Gedenken an die Opfer der NS - Euthanasie
'Ein Mensch ist erst vergessen, wenn sein Name vergessen ist'

Wir wollen so vielen Opfern wie möglich ihre Idendität wieder geben.


Karoline Schmerold wurde am 17.04.1878 in Hallein geboren. Sie war sogenannte „Armenversorgte“ und lebte im Armenhaus der Schulschwestern in der Pfarrgasse.

Im Oktober 1935 wurde sie zum wiederholten Male in die Landes Heil- und Pflegeanstalt in Salzbug-Lehen eingewiesen. Die Diagnose lautete „Manisch-Depressives Irresein“. Im Aufnahmebuch ist verzeichnet, dass ihr Familienstand „ledig“ und ihr Glaubensbekenntnis „römisch- katholisch“ war, ihr  Beruf ist nicht angeführt.

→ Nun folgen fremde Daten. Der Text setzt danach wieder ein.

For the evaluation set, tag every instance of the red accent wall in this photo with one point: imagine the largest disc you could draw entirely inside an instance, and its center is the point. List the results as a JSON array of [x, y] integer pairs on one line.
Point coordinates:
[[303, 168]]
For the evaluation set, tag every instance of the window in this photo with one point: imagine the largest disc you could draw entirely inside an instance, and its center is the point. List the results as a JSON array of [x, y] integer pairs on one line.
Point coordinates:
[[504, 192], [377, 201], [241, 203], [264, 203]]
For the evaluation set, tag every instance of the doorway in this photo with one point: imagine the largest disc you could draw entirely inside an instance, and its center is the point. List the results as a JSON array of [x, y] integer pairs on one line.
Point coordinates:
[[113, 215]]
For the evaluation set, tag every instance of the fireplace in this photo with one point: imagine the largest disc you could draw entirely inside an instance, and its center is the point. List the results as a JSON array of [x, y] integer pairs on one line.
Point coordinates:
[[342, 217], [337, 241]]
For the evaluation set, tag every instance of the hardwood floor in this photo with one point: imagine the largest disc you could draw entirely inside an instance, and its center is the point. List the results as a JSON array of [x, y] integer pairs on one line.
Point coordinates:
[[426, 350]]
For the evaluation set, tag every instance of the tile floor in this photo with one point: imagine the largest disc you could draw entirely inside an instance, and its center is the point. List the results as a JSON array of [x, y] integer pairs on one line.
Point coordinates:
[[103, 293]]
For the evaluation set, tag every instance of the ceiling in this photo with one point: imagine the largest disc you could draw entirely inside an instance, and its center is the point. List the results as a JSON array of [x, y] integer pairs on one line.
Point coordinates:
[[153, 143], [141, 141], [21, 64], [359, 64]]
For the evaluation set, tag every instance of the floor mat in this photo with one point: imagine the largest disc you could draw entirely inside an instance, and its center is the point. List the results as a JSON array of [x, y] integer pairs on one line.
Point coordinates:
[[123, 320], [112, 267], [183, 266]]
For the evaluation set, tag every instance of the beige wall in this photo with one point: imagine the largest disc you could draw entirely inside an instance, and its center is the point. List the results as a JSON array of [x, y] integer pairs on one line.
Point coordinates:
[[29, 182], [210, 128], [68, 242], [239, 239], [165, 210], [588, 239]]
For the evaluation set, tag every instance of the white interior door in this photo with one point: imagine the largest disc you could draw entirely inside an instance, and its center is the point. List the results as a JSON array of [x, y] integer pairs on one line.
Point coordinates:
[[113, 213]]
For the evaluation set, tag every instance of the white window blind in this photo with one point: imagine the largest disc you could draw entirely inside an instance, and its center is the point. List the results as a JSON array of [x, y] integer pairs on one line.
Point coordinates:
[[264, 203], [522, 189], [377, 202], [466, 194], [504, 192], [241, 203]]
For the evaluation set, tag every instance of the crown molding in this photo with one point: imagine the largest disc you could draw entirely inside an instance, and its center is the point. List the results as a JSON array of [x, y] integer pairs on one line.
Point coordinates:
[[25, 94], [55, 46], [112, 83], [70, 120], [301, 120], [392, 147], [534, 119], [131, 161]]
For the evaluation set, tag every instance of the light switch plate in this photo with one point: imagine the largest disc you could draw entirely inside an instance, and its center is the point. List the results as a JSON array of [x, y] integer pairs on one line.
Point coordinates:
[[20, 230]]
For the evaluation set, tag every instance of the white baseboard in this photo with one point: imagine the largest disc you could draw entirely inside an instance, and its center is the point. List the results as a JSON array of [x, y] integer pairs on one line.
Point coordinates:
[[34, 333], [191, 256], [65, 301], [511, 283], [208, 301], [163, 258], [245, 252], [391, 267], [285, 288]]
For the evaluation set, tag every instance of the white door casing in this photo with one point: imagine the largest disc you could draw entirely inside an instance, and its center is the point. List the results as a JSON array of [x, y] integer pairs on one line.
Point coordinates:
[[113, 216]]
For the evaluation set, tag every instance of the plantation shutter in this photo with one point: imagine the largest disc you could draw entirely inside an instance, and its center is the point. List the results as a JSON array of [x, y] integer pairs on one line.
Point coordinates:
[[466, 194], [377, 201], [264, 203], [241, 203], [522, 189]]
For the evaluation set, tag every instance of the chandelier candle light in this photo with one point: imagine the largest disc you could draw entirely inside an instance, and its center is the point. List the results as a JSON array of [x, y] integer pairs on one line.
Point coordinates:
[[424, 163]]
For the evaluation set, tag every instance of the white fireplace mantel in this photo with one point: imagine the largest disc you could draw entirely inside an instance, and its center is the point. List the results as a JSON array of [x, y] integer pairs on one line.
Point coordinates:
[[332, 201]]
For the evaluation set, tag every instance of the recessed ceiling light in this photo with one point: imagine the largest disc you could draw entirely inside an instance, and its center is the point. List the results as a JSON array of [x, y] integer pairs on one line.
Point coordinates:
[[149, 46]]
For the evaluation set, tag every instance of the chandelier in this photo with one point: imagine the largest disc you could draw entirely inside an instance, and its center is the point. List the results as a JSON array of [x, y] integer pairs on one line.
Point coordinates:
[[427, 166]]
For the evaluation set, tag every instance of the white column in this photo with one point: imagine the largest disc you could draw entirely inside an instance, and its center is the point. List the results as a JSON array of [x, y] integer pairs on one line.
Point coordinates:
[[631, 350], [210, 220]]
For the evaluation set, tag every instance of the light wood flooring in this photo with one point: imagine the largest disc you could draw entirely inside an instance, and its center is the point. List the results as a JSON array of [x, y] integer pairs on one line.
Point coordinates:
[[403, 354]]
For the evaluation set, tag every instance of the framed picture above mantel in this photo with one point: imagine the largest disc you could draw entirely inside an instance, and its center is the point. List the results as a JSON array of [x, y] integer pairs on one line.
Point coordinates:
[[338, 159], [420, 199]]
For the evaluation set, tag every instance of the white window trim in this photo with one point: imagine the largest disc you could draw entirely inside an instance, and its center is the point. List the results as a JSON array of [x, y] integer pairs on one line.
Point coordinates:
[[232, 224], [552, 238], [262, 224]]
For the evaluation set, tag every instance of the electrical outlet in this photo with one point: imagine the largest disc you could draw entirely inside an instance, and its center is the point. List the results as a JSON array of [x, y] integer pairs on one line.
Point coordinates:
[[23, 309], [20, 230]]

Karoline Schmerold wird die Anstalt bis zum Abtransport mit den berüchtigten grauen Bussen in die Tötungsanstalt Schloss Hartheim am 16.04.1941 nicht mehr verlassen. Mit den anderen Patientinnen der Frauenabteilung stirbt sie in den als Duschraum getarnten Gastkammern durch das  farb-, geruch- und geschmacklose hochgiftige Kohlenmonoxid.

externer LinkDie Opfer

In der Zeit des Nationalsozialismus wurden mit dem Ziel der Vernichtung „lebensunwertes Leben“ mehr als 350.000 Menschen zwangssterilisiert. Bis zu 6000 Frauen und ungefähr 600 Männer starben an den Folgen der Eingriffe, mehr als 300.000 weitere starben in den „Euthanasie“-Programmen.

Hier finden sich einige der oft kurzen Lebens- und Leidensgeschichten von Opfern der Euthanasie. Es sind erschütternde Berichte, in mühevoller Kleinarbeit recherchiert von Journalisten, Historikern und zunehmend auch Angehörigen im Rahmen der Familienforschung.

Jede einzelne Geschichte ist es Wert, gelesen zu werden, denn hinter ihnen steckt das Schicksal von Menschen, die gequält und ermordet wurden. Die Geschichten geben stellvertretend auch den vielen anonymen Opfern ein Gesicht.